Si la vente n’était qu’une histoire d’échange…

Dialoguer avec son client

La vente est basée sur un échange entre deux parties, comment favoriser celui-ci ?

 

Bien souvent, comme tout le monde, je suis prospecté (on pourra dire « chassé » dans certains cas au sens propre et au figuré) par des commerciaux.

J’essaie de jouer le jeu et de rester un minimum attentif à ce qu’on me raconte (passé de commercial et déformation professionnelle oblige…) mais dans 90% des cas, même avec la meilleure volonté, cela devient très difficile de me forcer.

En effet, 90% des entretiens de vente que je subis (lisez la suite pour comprendre l’emploi de ce terme fort) n’ont absolument aucun intérêt.

 

Pourquoi certains entretiens de ventes sont voués à l’échec ?

 

Pas tant que les services que l’on me propose ne me plaisent pas; je ne les connais pas encore mais plutôt le fait que l’on ne me laisse pas en placer une !

 

Le monologue en entretien de vente est un coup de massue !

 

Nous avons tous appris des récitations étant petits à l’école. Que faisions-nous lorsqu’il s’agissait de la réciter devant la classe et que nous avions peur d’en oublier une partie ? On débitait le texte à toute allure sans prendre le temps de respirer et de donner à chaque expression sa vraie valeur en modulant notre voix.

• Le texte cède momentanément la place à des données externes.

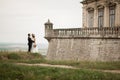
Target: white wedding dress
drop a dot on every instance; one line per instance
(34, 48)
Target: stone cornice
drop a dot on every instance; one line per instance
(88, 1)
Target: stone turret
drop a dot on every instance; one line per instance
(48, 30)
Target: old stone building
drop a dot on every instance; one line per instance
(98, 40)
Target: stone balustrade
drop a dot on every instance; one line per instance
(106, 32)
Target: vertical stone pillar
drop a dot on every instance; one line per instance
(95, 18)
(117, 20)
(117, 14)
(85, 16)
(106, 16)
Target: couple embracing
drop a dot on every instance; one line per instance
(32, 47)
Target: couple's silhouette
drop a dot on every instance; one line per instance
(32, 46)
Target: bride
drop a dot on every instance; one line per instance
(34, 46)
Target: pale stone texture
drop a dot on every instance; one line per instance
(84, 49)
(87, 44)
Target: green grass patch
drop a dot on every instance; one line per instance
(10, 71)
(33, 58)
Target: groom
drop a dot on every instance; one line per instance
(30, 41)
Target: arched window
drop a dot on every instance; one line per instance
(101, 17)
(112, 16)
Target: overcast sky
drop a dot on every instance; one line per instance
(20, 17)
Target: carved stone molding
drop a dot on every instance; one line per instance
(110, 3)
(118, 1)
(90, 9)
(100, 6)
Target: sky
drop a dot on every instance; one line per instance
(20, 17)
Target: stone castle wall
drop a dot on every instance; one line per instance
(84, 49)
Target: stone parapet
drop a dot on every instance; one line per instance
(105, 32)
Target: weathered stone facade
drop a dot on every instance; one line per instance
(90, 43)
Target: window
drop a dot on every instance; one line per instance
(90, 18)
(112, 16)
(100, 17)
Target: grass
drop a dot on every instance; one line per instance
(10, 71)
(23, 57)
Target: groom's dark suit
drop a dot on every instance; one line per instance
(30, 41)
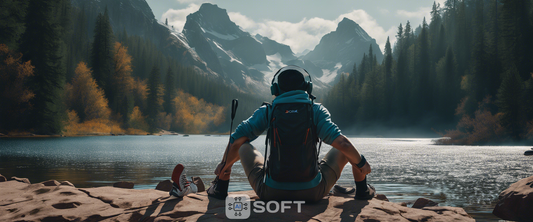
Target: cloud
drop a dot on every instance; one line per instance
(302, 35)
(178, 17)
(306, 34)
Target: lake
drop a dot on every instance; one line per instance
(403, 169)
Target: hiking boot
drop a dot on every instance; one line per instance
(343, 190)
(180, 185)
(366, 195)
(218, 189)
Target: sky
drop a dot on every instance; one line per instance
(302, 23)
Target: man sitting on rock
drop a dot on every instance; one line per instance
(295, 124)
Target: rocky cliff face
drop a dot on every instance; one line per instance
(136, 18)
(215, 46)
(338, 50)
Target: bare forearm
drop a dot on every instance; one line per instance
(233, 151)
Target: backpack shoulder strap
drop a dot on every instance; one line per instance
(267, 117)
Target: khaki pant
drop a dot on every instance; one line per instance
(253, 164)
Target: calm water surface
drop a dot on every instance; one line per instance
(403, 169)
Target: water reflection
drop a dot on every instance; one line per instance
(403, 169)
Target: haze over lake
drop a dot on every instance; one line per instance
(403, 169)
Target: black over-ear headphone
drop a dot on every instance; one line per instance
(274, 87)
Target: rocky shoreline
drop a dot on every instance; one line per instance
(61, 201)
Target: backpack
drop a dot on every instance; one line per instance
(293, 142)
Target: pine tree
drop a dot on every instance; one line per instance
(425, 84)
(479, 80)
(170, 92)
(153, 105)
(516, 36)
(15, 94)
(434, 34)
(41, 43)
(85, 97)
(388, 86)
(122, 83)
(12, 14)
(509, 102)
(462, 39)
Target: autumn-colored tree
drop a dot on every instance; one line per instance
(14, 92)
(85, 97)
(195, 115)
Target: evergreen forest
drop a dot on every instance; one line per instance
(64, 71)
(467, 74)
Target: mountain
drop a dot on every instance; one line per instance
(215, 46)
(338, 50)
(240, 58)
(136, 18)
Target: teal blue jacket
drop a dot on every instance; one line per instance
(258, 123)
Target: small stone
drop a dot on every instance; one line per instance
(23, 180)
(515, 202)
(124, 184)
(423, 202)
(199, 183)
(51, 183)
(382, 197)
(165, 185)
(67, 183)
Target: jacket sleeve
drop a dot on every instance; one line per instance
(252, 127)
(326, 129)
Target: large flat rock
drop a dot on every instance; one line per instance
(516, 202)
(37, 202)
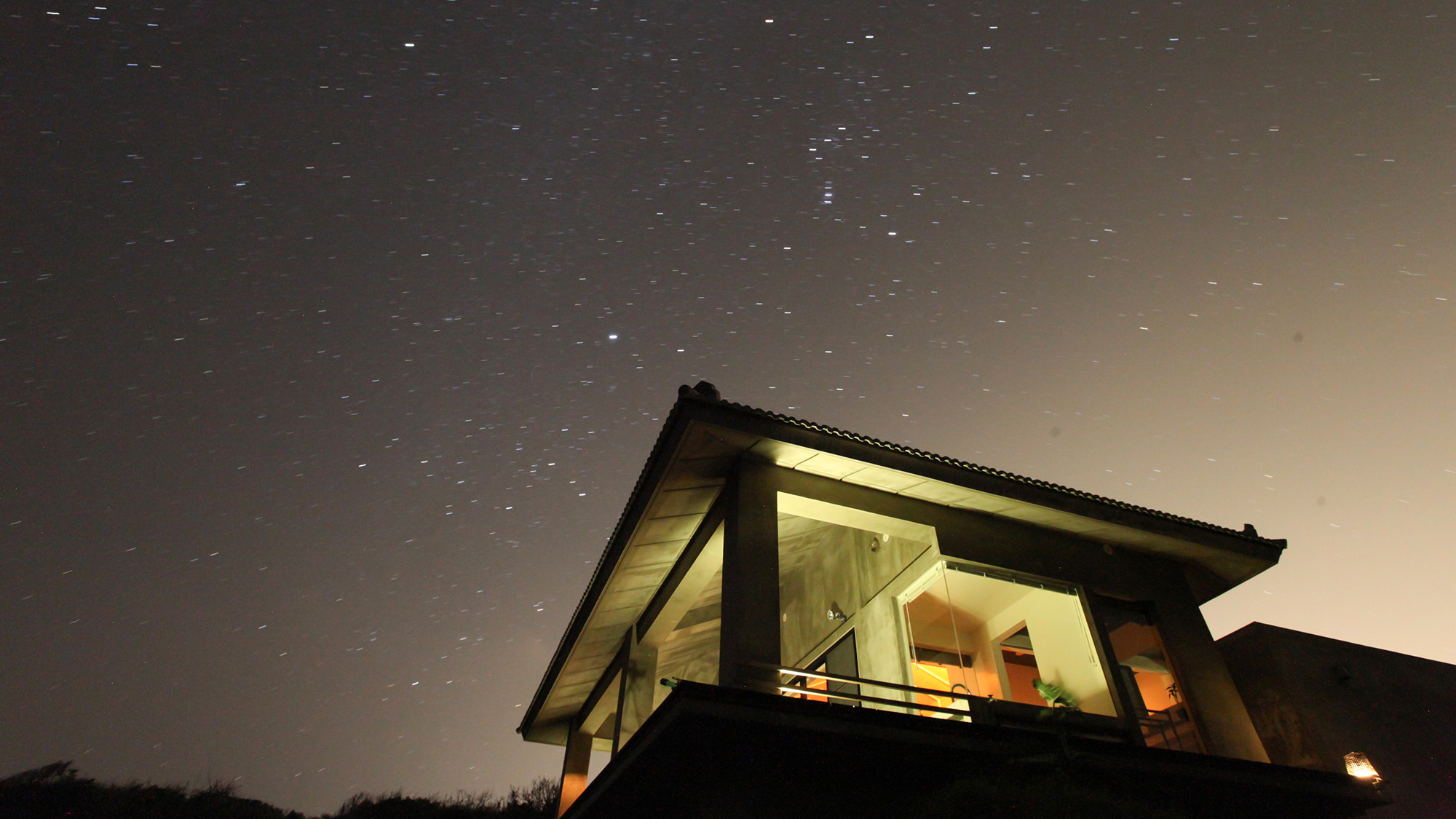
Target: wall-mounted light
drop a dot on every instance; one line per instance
(1359, 767)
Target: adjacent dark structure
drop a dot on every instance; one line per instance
(1314, 700)
(794, 618)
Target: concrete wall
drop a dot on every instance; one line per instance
(1314, 700)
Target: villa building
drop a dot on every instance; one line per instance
(791, 618)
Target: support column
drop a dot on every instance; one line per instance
(574, 768)
(1205, 679)
(751, 598)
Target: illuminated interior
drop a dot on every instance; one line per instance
(1150, 675)
(972, 633)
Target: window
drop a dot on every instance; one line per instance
(1148, 675)
(1002, 636)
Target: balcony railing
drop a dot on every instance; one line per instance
(984, 710)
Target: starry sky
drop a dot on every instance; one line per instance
(334, 336)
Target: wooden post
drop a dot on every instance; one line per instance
(751, 599)
(574, 768)
(1203, 678)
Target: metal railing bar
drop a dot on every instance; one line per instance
(877, 684)
(877, 700)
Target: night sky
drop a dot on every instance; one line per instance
(334, 336)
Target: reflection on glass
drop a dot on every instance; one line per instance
(1150, 676)
(973, 633)
(839, 660)
(828, 574)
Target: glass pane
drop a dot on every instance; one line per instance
(1150, 676)
(973, 633)
(940, 650)
(819, 583)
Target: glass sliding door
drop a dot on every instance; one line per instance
(1148, 673)
(1007, 637)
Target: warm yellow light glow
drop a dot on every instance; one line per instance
(1359, 767)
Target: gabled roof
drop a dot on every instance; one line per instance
(703, 439)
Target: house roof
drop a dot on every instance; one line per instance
(703, 439)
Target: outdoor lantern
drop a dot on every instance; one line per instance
(1359, 767)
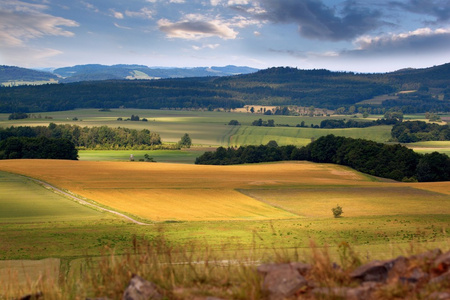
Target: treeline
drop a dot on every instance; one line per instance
(415, 131)
(156, 94)
(37, 147)
(333, 123)
(274, 86)
(103, 137)
(388, 161)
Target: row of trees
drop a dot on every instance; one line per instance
(334, 123)
(415, 131)
(275, 86)
(389, 161)
(103, 137)
(260, 122)
(37, 147)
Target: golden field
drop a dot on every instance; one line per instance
(161, 192)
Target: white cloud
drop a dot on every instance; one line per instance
(207, 46)
(215, 2)
(144, 13)
(121, 27)
(90, 6)
(238, 2)
(194, 27)
(116, 14)
(414, 40)
(20, 22)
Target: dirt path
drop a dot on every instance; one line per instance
(83, 202)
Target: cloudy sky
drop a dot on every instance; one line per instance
(345, 35)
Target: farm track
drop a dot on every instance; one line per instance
(84, 202)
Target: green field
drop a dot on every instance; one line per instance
(381, 220)
(24, 201)
(174, 156)
(205, 128)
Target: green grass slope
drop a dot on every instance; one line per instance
(22, 200)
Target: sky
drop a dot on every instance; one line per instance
(339, 35)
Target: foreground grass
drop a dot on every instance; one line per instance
(22, 200)
(189, 271)
(381, 220)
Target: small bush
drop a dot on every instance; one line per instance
(337, 211)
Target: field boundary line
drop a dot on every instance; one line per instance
(84, 202)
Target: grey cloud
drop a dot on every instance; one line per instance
(436, 8)
(421, 41)
(195, 29)
(318, 21)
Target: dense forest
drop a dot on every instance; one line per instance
(429, 90)
(415, 131)
(90, 138)
(388, 161)
(37, 147)
(339, 123)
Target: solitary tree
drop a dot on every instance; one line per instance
(337, 211)
(185, 141)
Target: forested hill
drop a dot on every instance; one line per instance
(14, 74)
(428, 90)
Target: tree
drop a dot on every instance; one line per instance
(185, 141)
(337, 211)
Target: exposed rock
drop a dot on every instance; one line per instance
(281, 280)
(141, 289)
(429, 255)
(442, 263)
(32, 296)
(362, 292)
(441, 278)
(439, 296)
(375, 270)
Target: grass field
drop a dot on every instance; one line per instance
(22, 200)
(173, 156)
(205, 128)
(263, 212)
(287, 201)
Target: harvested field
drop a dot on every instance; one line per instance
(162, 192)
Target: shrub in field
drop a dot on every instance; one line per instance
(337, 211)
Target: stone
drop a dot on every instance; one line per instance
(441, 278)
(32, 296)
(429, 255)
(281, 280)
(442, 263)
(362, 292)
(141, 289)
(439, 296)
(375, 270)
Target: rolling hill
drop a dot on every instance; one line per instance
(428, 91)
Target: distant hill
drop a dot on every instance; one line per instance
(102, 72)
(10, 75)
(411, 91)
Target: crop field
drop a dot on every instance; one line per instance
(22, 200)
(252, 135)
(205, 128)
(173, 156)
(283, 193)
(428, 147)
(263, 212)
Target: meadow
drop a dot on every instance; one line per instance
(249, 213)
(205, 128)
(263, 212)
(209, 129)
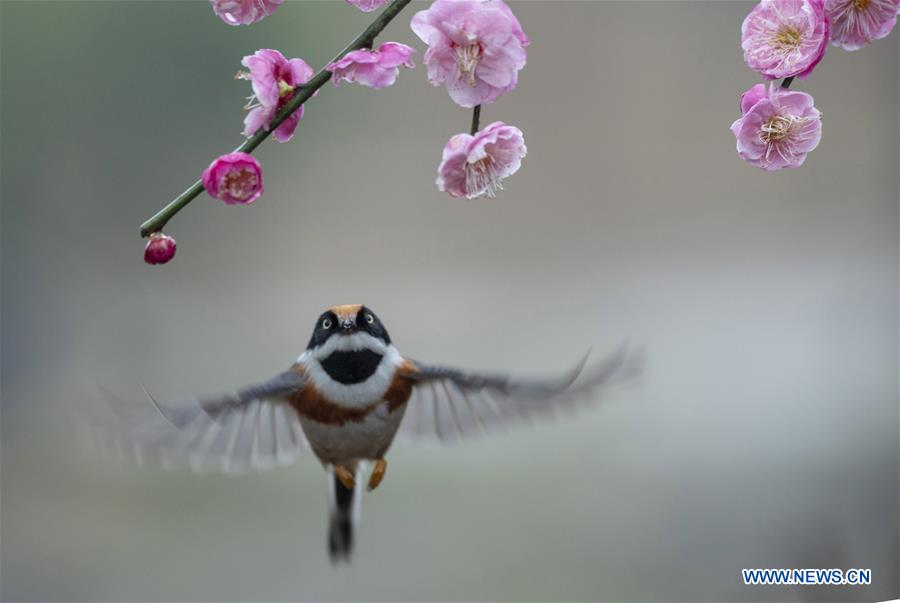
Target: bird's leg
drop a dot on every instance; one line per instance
(377, 474)
(345, 475)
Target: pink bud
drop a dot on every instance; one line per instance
(235, 178)
(160, 249)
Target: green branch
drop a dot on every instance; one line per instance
(301, 95)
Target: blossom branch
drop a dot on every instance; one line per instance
(302, 94)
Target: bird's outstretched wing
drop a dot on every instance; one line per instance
(450, 404)
(252, 428)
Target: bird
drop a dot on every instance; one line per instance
(346, 397)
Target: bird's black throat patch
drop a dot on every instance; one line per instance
(351, 367)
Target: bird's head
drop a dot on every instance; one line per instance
(348, 328)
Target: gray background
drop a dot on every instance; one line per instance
(764, 434)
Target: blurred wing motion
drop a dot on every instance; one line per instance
(450, 404)
(253, 428)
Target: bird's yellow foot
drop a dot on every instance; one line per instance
(345, 475)
(377, 474)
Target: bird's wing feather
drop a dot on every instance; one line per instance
(449, 404)
(252, 428)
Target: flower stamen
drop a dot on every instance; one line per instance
(240, 184)
(483, 178)
(467, 58)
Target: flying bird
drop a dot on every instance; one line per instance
(346, 397)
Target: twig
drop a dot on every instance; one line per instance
(301, 95)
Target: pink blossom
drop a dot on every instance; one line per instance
(274, 79)
(160, 249)
(777, 128)
(785, 38)
(366, 6)
(473, 166)
(855, 23)
(235, 178)
(475, 47)
(372, 68)
(244, 12)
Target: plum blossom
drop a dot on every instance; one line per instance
(372, 68)
(785, 38)
(244, 12)
(366, 6)
(235, 178)
(855, 23)
(473, 166)
(160, 249)
(475, 47)
(777, 128)
(274, 79)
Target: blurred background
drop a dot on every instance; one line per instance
(763, 434)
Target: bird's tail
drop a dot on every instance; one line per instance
(343, 516)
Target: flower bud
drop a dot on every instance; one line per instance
(160, 249)
(235, 178)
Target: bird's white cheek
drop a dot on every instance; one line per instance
(356, 394)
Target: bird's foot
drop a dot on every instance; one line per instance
(345, 475)
(377, 474)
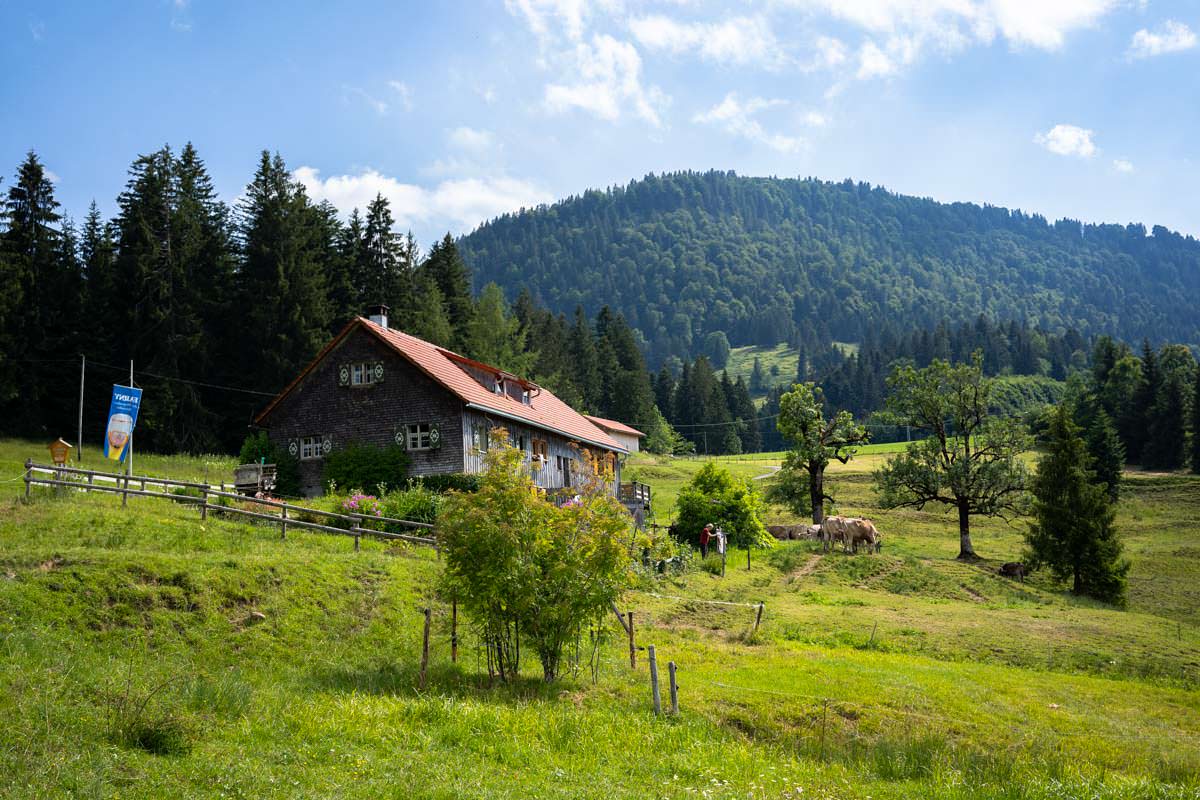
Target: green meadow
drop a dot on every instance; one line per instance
(145, 654)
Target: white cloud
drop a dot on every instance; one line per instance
(741, 40)
(1068, 140)
(403, 91)
(378, 106)
(472, 140)
(735, 116)
(606, 74)
(459, 204)
(1170, 37)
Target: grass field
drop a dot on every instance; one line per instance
(145, 655)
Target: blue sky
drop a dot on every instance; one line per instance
(1081, 108)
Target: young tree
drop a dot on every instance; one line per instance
(523, 569)
(815, 440)
(970, 459)
(730, 503)
(1073, 533)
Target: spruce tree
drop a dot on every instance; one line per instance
(282, 283)
(1073, 533)
(453, 278)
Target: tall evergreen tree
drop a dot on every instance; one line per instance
(1073, 530)
(30, 259)
(282, 282)
(453, 278)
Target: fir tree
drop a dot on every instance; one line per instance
(1073, 533)
(450, 274)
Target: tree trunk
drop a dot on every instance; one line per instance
(816, 493)
(966, 552)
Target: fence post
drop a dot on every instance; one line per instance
(675, 689)
(654, 683)
(633, 649)
(425, 649)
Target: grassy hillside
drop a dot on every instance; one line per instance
(145, 655)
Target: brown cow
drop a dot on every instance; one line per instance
(862, 531)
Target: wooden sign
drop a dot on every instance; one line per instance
(60, 451)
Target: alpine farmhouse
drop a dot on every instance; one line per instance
(376, 385)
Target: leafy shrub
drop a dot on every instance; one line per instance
(365, 467)
(367, 505)
(415, 504)
(258, 447)
(450, 482)
(717, 497)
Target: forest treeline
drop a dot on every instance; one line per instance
(807, 262)
(220, 307)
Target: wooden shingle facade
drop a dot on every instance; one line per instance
(378, 386)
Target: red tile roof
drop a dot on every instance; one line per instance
(545, 410)
(613, 426)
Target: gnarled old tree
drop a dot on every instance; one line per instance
(816, 440)
(969, 461)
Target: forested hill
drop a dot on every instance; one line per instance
(767, 260)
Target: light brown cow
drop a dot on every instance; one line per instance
(862, 531)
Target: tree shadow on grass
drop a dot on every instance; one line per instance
(402, 679)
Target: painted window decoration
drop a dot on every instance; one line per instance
(479, 437)
(315, 446)
(540, 453)
(564, 464)
(360, 373)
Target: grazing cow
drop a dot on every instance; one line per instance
(833, 529)
(862, 531)
(1013, 570)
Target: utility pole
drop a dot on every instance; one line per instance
(83, 370)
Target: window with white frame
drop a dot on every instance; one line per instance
(363, 374)
(420, 435)
(311, 447)
(479, 437)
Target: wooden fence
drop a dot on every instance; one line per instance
(90, 480)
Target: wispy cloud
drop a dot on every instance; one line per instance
(604, 78)
(736, 116)
(1170, 37)
(1068, 140)
(378, 106)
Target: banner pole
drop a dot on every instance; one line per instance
(130, 468)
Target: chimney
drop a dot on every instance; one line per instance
(378, 314)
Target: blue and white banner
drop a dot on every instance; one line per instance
(123, 415)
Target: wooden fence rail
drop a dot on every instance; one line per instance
(357, 528)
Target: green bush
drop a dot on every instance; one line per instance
(258, 447)
(717, 497)
(450, 482)
(415, 504)
(367, 468)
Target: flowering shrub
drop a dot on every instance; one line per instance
(367, 505)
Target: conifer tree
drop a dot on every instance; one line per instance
(282, 283)
(1073, 533)
(450, 274)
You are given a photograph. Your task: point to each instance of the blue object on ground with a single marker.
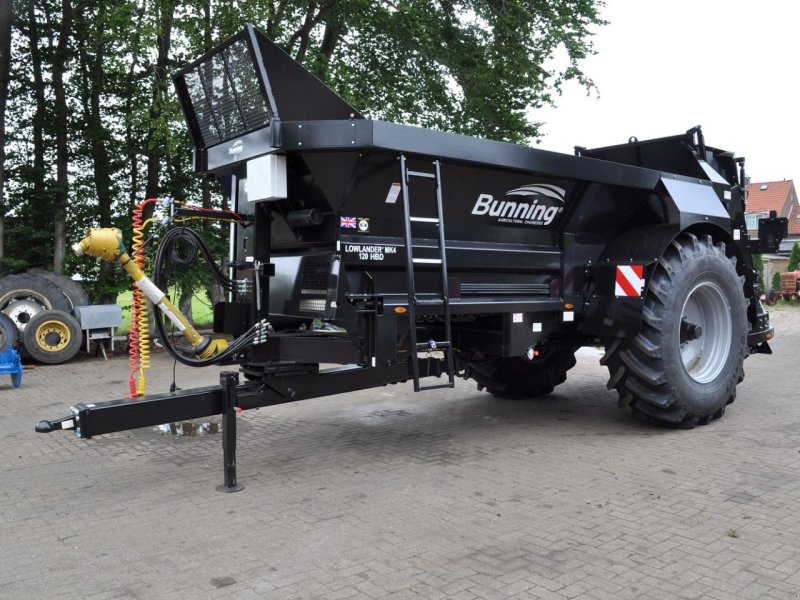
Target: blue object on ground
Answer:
(10, 364)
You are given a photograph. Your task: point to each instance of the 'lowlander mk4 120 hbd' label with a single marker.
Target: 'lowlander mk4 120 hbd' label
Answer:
(370, 252)
(535, 204)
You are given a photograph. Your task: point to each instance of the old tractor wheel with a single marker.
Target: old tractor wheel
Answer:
(24, 296)
(52, 337)
(682, 369)
(73, 290)
(9, 336)
(517, 377)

Les entretiens de vente sous forme d’un monologue, c’est un peu la même chose : le commercial a devant lui un argumentaire qui (malheureusement) souvent est lu et qui nous décrit les fabuleux avantages (pire encore, les caractéristiques) d’une solution qui va révolutionner notre vie ou notre façon de travailler.

Évidemment pour vous faire comprendre que l’offre est irrésistible, on prend le soin de tout citer (dans un ordre aléatoire de temps à autres) rapidement, puis on vous annonce le prix. Si vous êtes encore là, on finit éventuellement par vous demander ce que vous en pensez.

Convaincu d’avoir alors fait son job, le commercial ne peut pas comprendre votre réponse lorsque vous lui dîtes que vous n’en pensez pas grand chose ou que vous prenez sympathiquement la fuite en expliquant que vous devez réfléchir ou en lui demandant d’envoyer une plaquette.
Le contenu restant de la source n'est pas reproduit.